MPF pede que Onélio Carvalho regularize Portal da Transparência

É por meio do Portal da Transparência que os órgãos de controle podem realizar a devida fiscalização dos gastos públicos.

Bárbara Rodrigues
Teresina

O Ministério Público Federal no Piauí (MPF-PI) expediu uma recomendação ao prefeito de Sebastião Barros, Onélio de Carvalho dos Santos, para que sejam regularizadas as pendências relacionadas ao Portal da Transparência.

É por meio do Portal da Transparência que os órgãos de controle podem realizar a devida fiscalização dos gastos públicos. Na recomendação de nº 4, de 3 de junho, o procurador da República Anderson Rocha Paiva destacou a necessidade de atender a recomendação.

  • Foto: Lucas Dias/GP1Ministério Público Federal Ministério Público Federal

“A resistência do gestor público em atender aos preceitos da Lei Complementar nº 101/2000 e da Lei nº 12.527/2011, permanecendo inerte ou optando por sites vazios de conteúdo, mesmo depois de cientificado pela recomendação do Ministério Público dessa obrigação e da consequente violação do princípio constitucional da publicidade, configura o elemento volitivo do dolo para fins de caracterização do ato de improbidade administrativa”, explicou

Ele destacou que prefeitura municipal não vem cumprindo integralmente a Lei de Acesso à Informação e não possui Portal da Transparência adequado à normativa legal, apresentando, inclusive, dois domínios de endereços distintos completamente desatualizados.

“A ausência de Portal da Transparência que não esteja alinhado com as exigências legais também poderá caracterizar ato de improbidade administrativa por parte do gestor público municipal (art. 11 da Lei nº 8.429/92), bem como acarretar dano moral coletivo, em razão da obstaculização da participação cidadã mediante a violação de mandamentos legais expressos”, destacou o procurador Anderson Paiva.

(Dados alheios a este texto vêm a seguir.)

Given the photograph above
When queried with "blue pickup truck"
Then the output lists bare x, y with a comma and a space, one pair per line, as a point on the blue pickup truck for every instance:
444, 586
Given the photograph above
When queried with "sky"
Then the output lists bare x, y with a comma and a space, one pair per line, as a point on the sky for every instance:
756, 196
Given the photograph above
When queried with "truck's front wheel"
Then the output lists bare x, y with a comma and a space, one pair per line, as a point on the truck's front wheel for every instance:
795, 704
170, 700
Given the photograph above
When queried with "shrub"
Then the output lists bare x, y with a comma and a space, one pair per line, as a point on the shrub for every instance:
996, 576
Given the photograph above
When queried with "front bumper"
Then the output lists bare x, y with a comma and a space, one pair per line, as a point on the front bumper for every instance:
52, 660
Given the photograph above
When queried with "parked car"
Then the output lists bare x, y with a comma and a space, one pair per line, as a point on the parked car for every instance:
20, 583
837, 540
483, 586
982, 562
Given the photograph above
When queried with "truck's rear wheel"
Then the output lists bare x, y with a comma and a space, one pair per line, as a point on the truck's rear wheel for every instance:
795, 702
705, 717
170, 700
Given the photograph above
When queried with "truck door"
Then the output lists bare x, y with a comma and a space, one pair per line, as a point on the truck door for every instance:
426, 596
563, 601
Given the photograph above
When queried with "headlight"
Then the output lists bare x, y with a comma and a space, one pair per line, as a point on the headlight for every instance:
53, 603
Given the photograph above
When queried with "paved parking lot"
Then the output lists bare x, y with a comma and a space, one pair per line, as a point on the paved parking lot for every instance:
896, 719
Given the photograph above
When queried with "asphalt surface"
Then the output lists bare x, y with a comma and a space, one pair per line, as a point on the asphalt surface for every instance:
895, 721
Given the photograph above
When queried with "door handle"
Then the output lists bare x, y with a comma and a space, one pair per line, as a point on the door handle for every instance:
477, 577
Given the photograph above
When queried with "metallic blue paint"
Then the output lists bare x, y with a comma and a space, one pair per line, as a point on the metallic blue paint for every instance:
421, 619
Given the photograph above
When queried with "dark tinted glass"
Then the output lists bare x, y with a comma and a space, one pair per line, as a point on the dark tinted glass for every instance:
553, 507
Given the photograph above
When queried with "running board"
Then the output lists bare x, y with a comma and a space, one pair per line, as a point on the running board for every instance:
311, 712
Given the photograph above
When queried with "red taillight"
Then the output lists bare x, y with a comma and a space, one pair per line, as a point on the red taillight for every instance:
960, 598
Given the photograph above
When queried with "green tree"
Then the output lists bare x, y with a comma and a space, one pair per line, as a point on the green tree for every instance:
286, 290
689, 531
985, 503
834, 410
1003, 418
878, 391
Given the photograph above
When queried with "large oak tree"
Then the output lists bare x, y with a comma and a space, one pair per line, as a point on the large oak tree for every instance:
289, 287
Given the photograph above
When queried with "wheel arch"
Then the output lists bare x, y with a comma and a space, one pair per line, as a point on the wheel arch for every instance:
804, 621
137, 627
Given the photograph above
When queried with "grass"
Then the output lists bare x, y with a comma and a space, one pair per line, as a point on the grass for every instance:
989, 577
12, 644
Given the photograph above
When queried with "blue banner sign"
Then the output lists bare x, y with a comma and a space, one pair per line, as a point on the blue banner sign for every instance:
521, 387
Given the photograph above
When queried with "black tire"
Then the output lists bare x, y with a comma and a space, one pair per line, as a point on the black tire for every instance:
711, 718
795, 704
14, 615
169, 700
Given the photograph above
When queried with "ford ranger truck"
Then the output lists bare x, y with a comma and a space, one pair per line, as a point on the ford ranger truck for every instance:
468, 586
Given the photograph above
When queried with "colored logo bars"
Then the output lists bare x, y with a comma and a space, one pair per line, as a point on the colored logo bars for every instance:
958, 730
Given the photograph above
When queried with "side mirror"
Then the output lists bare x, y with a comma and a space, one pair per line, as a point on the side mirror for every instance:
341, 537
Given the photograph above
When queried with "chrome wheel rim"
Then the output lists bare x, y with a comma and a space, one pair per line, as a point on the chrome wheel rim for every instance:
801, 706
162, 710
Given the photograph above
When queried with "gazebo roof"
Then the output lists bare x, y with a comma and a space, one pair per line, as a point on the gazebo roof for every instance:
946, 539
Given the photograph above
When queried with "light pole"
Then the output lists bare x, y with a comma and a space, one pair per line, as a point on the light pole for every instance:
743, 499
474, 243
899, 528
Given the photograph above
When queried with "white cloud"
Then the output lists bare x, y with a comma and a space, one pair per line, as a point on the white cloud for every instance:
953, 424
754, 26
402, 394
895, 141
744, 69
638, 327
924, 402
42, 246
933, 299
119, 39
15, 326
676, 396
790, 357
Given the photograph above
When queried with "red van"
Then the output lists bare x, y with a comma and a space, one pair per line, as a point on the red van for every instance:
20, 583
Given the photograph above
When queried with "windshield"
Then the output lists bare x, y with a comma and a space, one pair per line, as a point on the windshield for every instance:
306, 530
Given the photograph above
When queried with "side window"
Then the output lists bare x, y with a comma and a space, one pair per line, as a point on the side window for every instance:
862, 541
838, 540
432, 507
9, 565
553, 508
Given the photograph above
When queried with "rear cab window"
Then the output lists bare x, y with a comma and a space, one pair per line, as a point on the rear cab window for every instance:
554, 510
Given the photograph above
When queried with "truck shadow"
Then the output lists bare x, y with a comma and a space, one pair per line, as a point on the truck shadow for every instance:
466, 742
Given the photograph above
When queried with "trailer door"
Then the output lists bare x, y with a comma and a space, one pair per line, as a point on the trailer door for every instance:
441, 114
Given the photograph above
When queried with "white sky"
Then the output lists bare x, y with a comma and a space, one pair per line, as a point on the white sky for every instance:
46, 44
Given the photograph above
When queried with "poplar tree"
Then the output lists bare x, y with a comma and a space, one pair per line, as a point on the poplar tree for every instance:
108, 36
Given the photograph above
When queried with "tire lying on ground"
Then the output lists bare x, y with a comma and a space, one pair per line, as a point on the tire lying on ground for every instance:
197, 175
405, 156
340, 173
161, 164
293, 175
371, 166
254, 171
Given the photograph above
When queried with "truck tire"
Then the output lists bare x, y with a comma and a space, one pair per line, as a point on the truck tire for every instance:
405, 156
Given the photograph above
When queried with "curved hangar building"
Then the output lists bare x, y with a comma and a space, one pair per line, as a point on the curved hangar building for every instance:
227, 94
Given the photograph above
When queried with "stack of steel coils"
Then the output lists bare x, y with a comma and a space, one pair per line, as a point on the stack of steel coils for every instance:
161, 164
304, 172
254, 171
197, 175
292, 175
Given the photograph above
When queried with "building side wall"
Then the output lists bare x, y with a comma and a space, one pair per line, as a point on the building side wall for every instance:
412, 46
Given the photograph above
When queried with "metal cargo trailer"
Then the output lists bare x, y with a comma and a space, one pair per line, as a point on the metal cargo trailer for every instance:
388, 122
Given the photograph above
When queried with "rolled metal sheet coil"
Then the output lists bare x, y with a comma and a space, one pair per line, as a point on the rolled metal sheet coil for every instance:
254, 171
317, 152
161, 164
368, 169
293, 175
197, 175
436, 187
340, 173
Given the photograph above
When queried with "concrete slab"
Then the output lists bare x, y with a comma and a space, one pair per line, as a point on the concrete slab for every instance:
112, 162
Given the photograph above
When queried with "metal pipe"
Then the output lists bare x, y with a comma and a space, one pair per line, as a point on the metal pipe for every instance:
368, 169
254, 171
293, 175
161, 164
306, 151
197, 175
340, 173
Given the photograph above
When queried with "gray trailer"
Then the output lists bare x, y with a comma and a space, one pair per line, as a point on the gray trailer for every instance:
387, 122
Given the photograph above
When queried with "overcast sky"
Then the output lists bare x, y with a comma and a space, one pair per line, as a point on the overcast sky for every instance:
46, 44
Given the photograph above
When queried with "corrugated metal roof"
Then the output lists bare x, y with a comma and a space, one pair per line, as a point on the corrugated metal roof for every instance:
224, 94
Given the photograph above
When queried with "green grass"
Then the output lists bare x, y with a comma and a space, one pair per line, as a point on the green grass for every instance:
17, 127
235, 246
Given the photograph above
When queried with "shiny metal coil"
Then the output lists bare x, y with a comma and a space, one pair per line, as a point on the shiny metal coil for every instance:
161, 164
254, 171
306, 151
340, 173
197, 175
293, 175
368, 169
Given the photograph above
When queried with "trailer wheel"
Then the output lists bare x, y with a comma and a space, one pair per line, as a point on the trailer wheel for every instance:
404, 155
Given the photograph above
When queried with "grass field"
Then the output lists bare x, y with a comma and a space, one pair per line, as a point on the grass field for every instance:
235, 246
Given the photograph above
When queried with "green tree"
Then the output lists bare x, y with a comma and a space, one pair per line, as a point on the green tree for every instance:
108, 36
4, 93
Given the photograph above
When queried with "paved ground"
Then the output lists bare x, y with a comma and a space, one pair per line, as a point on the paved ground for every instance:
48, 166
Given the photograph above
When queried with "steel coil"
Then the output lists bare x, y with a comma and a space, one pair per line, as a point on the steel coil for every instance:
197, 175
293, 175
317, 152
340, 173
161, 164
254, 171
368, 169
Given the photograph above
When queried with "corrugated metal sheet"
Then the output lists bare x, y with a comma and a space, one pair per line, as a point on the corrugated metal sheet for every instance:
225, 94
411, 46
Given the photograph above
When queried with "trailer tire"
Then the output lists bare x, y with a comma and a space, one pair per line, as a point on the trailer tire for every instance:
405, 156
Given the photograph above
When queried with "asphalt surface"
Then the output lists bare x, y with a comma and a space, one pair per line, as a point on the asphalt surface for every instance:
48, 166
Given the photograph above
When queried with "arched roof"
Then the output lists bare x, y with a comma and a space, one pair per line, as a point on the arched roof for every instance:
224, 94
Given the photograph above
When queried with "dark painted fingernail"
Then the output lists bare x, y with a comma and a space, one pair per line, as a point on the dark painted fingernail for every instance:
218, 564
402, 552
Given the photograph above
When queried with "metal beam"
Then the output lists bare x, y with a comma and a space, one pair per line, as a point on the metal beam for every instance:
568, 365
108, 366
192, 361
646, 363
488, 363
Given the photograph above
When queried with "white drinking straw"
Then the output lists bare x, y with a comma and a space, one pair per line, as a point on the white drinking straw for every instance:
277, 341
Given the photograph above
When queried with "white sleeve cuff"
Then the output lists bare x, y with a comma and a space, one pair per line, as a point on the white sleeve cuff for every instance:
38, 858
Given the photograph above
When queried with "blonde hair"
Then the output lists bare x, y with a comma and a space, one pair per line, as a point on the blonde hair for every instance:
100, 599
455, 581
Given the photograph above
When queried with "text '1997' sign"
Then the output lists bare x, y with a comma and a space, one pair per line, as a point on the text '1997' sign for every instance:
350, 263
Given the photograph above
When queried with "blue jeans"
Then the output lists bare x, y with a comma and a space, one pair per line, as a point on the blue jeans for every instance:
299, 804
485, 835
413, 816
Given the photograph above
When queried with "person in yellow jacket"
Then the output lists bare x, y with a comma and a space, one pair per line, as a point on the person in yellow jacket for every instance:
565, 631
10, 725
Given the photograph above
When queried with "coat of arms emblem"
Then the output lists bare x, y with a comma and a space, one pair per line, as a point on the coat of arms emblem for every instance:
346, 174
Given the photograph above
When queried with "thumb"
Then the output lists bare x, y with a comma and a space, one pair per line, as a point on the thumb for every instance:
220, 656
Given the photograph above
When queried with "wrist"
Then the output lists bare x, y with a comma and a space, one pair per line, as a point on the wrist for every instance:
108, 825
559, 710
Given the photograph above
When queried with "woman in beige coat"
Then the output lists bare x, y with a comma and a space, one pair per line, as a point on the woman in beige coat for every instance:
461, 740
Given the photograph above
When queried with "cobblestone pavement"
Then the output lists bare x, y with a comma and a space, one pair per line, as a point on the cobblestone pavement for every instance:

O procurador então pediu que sejam regularizadas pendências encontradas no sítio eletrônico já implantado, de links que não estão disponíveis para consulta, e que promova, no prazo de 120 dias, a correta implantação do Portal da Transparência, previsto na Lei Complementar nº 131/2009 e na Lei nº 12.527/2011, assegurando que nele estejam inseridos, e atualizados em tempo real, os dados previstos.